Analysts don’t like the “why” questions. They are tough to answer. For instance, in a help desk analysis, it is easy to show which tickets are resolved faster. But it is difficult to say why. In my practice in Sopra Steria I found that one tool is especially robust to deal with practical “why” questions: the Chi-Square test for independence.

Answering the “why”: the traditional way

Even for a statistician, it is not immediately clear how a Chi-Square test (which I will cover later) could help to answer the “why” questions. To demonstrate how I use it, I need to first explain the alternative way. Here is an example.

I want to know why some help desk tickets take long time, while some others take short time. This is depicted in the histogram below. I am interested in the spike peak (a spike, a hump) to the very left, representing a group of tasks that are being solved below 1 minute, which is surprisingly quick. I want to know why.
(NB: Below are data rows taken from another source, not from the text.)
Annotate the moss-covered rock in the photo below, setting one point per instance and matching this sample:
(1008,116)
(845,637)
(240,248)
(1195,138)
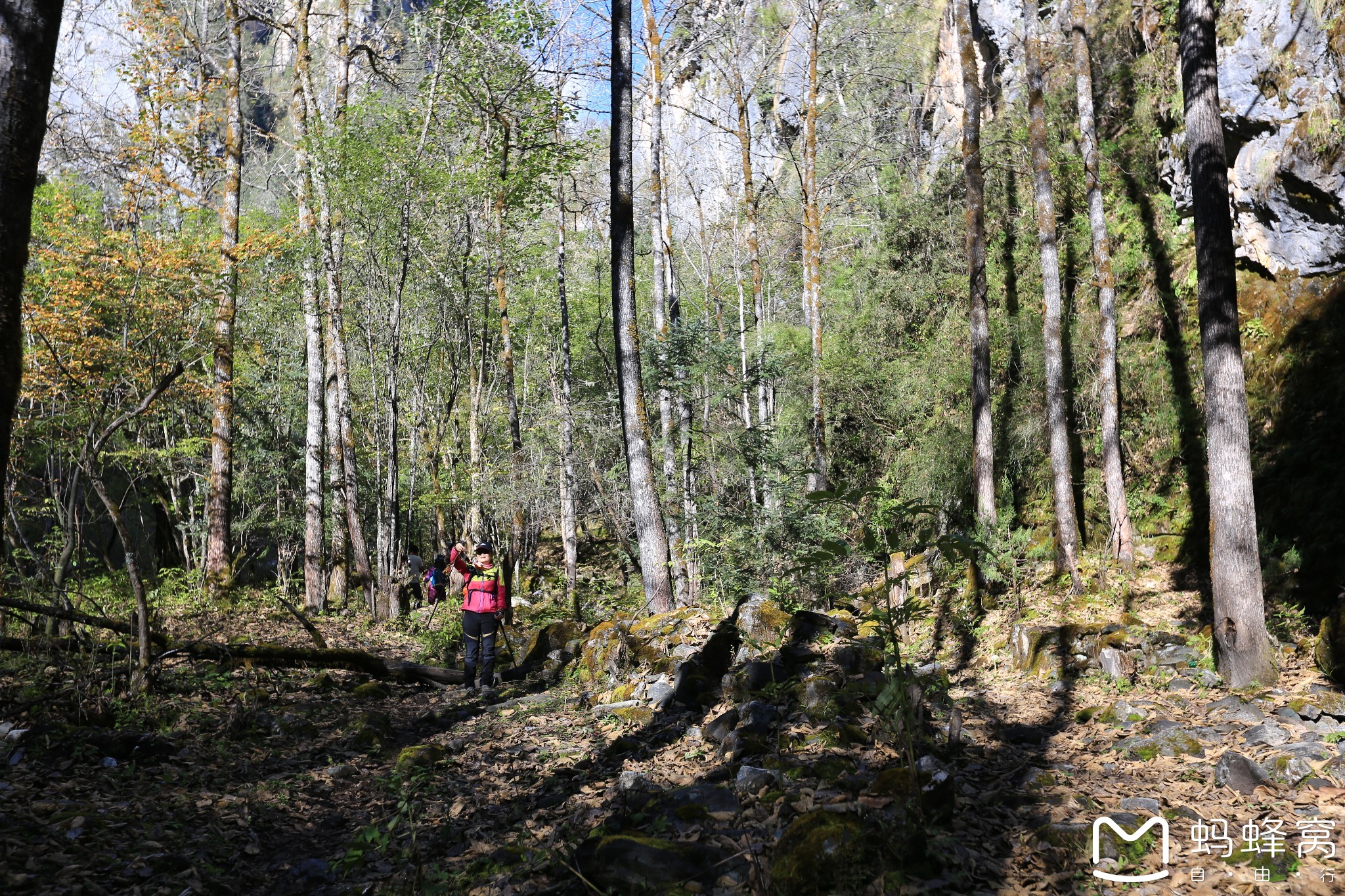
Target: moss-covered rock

To discover the reason for that peak, I should divide the data into two sets: records within the peak (blue below), and all the remaining records (orange below). Then I will test some ideas that come to mind. Perhaps some agents (service desk employees) solve problems quicker, because they are more experienced or more effective? Let’s visualize the distribution of tasks sorted by the agent name within the peak, and outside the peak:

The outcome is interesting. When it comes to the number of tasks closed below 1 minute, the agent Anton is clearly the leader. This way we quickly identified a hint, which can lead to the potential reason for the peak in data.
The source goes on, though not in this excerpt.